Furthermore, the audience gets the chance to witness Nora’s bright side. Despite the audience thinking that Nora was using her money inconsiderately, she would rather scrimp and save to pay off a debt. When Torvald becomes sick, Nora forges her father’s signature to acquire a ‘two hundred and fifty pounds’ loan to make payments for ‘a wonderfully beautiful journey to Italy” that will help “save her husband’s life” (Ibsen 429). The fact that she never shares any information with Torvald regarding the loan shows how clever, secretive, and caring she is. When Mrs. Linde inquiries from Nora if she informed Torvald regarding the requested loan, her reply is “Good heavens, no! How could you think so? A man who has such strong opinions about these things! And besides, how painful and humiliating it would be for Torvald, with his manly independence, to know that he owed me anything!
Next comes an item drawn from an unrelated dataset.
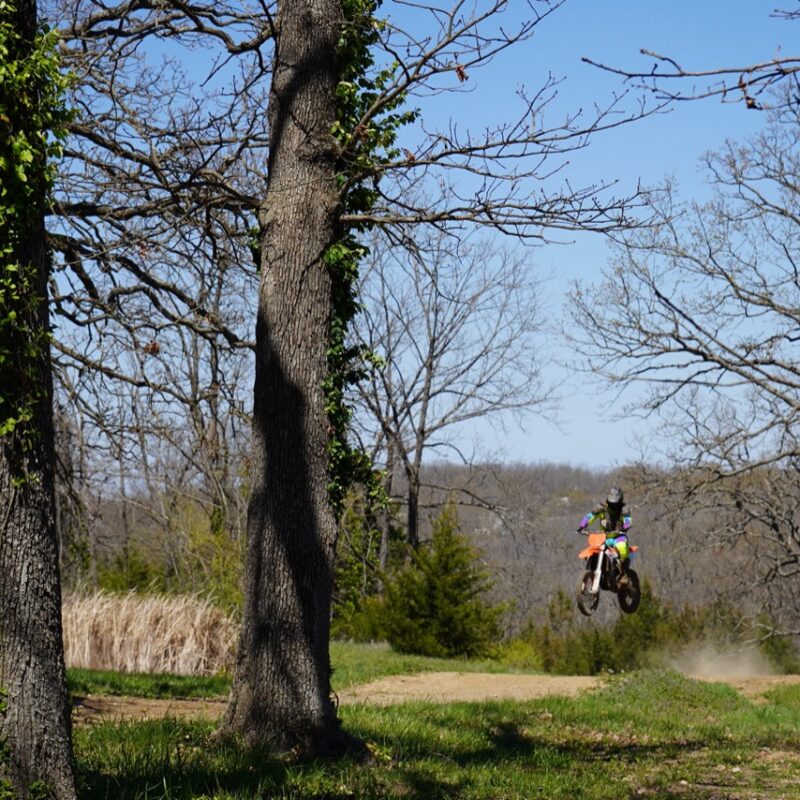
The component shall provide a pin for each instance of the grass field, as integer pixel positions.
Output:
(651, 735)
(352, 664)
It would upset our mutual relations altogether; our beautiful happy home would no longer be what it is now” (432).
The audience now sees Nora as a risk taker who knows how to endure struggles, as well as an independent woman. Before the end of act one, the audience can see Nora’s sly and manipulative character. At a later stage, Mrs. Linde inquires whether Nora will inform Torvald about the loan, and she replies “Yes—someday perhaps, after many years, when I am no longer as nice-looking as I am now. Don’t laugh at me! I mean, of course, when Torvald is no longer as devoted to me as he is now; when my dancing and dressing-up and reciting have palled on him; then it may be a good thing to have something in reserve” (432). Nora makes all these sacrifices believing that her husband would reciprocate the same, but that is not the case because Torvald’s devotion belongs somewhere else. The statement Nora makes shows that she is conscious that Torvald views her just like a simple toy, a trophy, and a doll that serves no other devotions than his enjoyment. Nora fully understands that her husband does not think of her as his wife.
Furthermore, Nora portrays a playful character and her children, instead of taking her as their mother, they see her as much of a playfellow. During her dialogue with her kids, Nora tells them, ‘Come, let us have a game! What shall we play? Hide and seek? Yes, we’ll play hide and seek. Bob shall hide first. Must I hide? Very well, I’ll hide first’ (Ibsen, 437). In such an act, Nora’s children do not see her as a mother, but rather a shared toy.
Nora realizes the significant consequences once the reality is lastly exposed. Torvald uses this opportunity to release his hatred against Nora, in addition to her criminal act of forgery. She comprehends the fact about Torvald being a completely different individual than she the one she had faith in. Torvalds’s intentions are not to bear the responsibility for Nora’s crime. When Nora learns about this, she acknowledges the fact that her marriage was just an illusion. She learns that Torvald only took her as his ‘child-wife’ and his ‘doll” (Ibsen, 432). The play ends with hopeful words from Nora after Torvald decides to end their marriage. The tells Torvald that maybe there is a chance for them to rekindle back the spontaneous fire that their love ignited.
- Ibsen, Henrik. A Doll’s House. Dover Thrift Edition. New York, NY: Dover Publications, 1992.